Dawn Patrol is the debut studio album by American hard rock band Night Ranger, released in November 1982 by Neil Bogart's The Boardwalk Entertainment Co. The cover art of the album features dishes of the Very Large Array in central New Mexico.

Professional ratings
Review scores
| Source | Rating |
| AllMusic | Star |
| Classic Rock | Essential |
| Collector's Guide to Heavy Metal | 5/10 |
| Daily Vault | B+ |

==Background==
During the recording of the album, the band was known as just Ranger.
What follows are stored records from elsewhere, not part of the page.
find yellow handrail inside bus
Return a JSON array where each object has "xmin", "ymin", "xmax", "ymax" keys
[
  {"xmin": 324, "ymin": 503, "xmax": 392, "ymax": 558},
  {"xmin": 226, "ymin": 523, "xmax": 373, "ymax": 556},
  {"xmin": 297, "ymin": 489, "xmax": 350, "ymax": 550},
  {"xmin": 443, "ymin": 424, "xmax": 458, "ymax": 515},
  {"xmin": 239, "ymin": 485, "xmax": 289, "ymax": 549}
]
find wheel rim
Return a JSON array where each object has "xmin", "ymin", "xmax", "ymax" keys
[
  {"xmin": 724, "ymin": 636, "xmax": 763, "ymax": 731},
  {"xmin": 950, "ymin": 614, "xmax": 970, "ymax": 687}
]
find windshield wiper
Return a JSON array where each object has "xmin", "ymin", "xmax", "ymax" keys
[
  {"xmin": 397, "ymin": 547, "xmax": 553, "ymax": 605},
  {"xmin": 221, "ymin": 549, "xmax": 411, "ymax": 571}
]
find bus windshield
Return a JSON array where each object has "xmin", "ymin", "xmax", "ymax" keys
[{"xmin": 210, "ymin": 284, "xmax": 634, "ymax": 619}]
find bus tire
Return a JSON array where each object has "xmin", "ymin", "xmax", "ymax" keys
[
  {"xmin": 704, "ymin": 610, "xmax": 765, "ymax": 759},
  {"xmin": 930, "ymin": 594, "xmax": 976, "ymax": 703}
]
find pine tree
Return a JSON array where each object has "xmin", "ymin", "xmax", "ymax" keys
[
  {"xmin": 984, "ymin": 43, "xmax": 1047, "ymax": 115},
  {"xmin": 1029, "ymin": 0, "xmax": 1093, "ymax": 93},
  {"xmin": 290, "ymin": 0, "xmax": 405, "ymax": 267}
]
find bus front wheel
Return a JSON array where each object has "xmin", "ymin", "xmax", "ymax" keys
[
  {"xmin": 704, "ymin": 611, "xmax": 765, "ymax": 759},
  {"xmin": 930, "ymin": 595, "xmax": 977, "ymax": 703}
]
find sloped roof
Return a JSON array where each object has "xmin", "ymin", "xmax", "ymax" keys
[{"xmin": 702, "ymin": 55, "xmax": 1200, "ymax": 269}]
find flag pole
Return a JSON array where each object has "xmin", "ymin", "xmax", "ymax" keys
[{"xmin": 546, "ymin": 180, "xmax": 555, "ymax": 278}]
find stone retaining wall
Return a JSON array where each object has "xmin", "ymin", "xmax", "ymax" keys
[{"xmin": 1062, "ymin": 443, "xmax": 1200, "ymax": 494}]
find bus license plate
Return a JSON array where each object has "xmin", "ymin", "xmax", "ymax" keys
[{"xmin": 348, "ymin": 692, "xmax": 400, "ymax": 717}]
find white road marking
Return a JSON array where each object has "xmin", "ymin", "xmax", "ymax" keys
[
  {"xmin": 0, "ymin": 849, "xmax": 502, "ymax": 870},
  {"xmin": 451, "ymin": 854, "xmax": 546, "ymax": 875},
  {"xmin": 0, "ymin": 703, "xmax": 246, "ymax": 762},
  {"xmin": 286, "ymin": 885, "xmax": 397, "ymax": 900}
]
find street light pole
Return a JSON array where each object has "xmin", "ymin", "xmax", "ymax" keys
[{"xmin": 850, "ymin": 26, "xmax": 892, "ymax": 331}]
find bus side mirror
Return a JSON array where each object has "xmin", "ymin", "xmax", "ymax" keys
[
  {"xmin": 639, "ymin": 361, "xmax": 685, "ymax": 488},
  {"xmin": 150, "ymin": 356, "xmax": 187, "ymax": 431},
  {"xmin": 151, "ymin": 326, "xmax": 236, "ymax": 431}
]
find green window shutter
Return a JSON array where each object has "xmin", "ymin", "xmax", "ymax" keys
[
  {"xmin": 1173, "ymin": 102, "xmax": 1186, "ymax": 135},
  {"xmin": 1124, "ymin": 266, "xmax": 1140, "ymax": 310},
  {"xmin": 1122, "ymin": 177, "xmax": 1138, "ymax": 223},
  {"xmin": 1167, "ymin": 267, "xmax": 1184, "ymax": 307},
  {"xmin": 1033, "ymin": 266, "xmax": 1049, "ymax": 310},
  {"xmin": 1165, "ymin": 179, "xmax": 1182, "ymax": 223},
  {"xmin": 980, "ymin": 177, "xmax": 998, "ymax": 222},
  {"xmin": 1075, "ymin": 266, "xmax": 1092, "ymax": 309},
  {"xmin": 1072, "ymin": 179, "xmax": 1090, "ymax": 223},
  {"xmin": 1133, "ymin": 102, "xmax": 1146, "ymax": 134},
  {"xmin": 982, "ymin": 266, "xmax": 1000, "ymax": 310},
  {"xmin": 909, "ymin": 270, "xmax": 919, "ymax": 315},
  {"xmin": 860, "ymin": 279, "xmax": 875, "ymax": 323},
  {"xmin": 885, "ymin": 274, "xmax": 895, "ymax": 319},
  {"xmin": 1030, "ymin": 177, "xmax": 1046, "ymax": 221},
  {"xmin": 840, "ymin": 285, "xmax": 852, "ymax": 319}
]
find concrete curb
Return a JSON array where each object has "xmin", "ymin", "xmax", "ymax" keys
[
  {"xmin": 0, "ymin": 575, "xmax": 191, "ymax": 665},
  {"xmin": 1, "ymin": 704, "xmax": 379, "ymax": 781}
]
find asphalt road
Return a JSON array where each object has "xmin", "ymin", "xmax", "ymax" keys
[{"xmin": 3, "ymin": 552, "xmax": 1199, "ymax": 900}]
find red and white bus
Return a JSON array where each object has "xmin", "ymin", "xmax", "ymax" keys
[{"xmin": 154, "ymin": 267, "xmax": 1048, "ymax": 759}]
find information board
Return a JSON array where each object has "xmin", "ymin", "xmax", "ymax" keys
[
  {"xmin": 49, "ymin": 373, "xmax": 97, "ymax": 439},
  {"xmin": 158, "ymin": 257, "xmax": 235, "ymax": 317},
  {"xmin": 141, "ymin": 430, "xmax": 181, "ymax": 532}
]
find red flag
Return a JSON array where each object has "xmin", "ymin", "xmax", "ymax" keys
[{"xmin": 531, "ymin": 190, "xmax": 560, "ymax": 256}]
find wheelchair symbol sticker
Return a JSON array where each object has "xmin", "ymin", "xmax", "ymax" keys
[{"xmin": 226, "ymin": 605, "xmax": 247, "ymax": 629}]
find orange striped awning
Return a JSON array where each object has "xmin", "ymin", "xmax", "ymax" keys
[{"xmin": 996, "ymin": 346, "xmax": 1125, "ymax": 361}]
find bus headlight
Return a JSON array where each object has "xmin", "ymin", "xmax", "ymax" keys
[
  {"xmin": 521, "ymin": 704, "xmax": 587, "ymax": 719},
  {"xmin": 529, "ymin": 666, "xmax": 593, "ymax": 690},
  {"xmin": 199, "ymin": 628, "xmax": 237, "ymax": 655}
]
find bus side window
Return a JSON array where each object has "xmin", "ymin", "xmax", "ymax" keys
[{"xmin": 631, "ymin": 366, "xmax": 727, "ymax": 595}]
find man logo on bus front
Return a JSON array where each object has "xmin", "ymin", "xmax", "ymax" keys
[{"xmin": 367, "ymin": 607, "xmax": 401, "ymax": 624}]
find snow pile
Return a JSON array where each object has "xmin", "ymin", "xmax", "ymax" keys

The first issues of the album were printed and ready to be shipped when a country band from California was found to have the same name. The band decided to name themselves Night Ranger after the song that Blades had written for the album, and Boardwalk proceeded to destroy every copy that had "Ranger" on it.

==Release==
"Don't Tell Me You Love Me", the first single, which had a music video that entered heavy rotation on MTV, reached number 40 on the Billboard Hot 100 and number four on Billboard's Mainstream Rock Tracks chart.

The second single, "Sing Me Away", reached number 54 on the Hot 100 and number 39 on the Mainstream Rock Tracks chart in late spring of 1983. The Cabazon Dinosaurs, later featured in films like Pee-Wee's Big Adventure, appear in the song's music video.

==Track listing==

Side one
| No. | Title | Writer(s) | Lead vocals | Length |
|---|---|---|---|---|
| 1. | "Don't Tell Me You Love Me" | Jack Blades | Blades | 4:19 |
| 2. | "Sing Me Away" | Kelly Keagy, Blades | Keagy | 4:09 |
| 3. | "At Night She Sleeps" | Keagy, Blades | Keagy | 4:08 |
| 4. | "Call My Name" | Blades | Blades | 3:42 |
| 5. | "Eddie's Comin' Out Tonight" | Blades | Blades | 4:26 |

Side two
| No. | Title | Writer(s) | Lead vocals | Length |
|---|---|---|---|---|
| 6. | "Can't Find Me a Thrill" | Blades | Blades and Keagy | 3:19 |
| 7. | "Young Girl In Love" | Keagy, Blades | Keagy | 3:32 |
| 8. | "Play Rough" | Blades | Blades | 4:14 |
| 9. | "Penny" | Blades | Keagy | 3:47 |
| 10. | "Night Ranger" | Blades | Blades | 4:22 |

==Personnel==
- Night Ranger
- Jack Blades – bass, lead vocals
- Jeff Watson – guitars
- Brad Gillis – guitars, vocals
- Alan Fitzgerald – keyboards, vocals
- Kelly Keagy – drums, lead vocals

- Production
- Pat Glasser – producer
- John Van Nest – engineer
- Tucker Williamson – studio assistant
- Brian Gardner – mastering
- Mike Beard – graphic effects

== Charts ==

| Chart (1983) | Peak position |
|---|---|
| Canada Top Albums/CDs (RPM) | 86 |
| US Billboard 200 | 38 |

==Certifications==

| Region | Certification | Certified units/sales |
| United States (RIAA) | Gold | 500,000^{^} |
^{^} Shipments figures based on certification alone.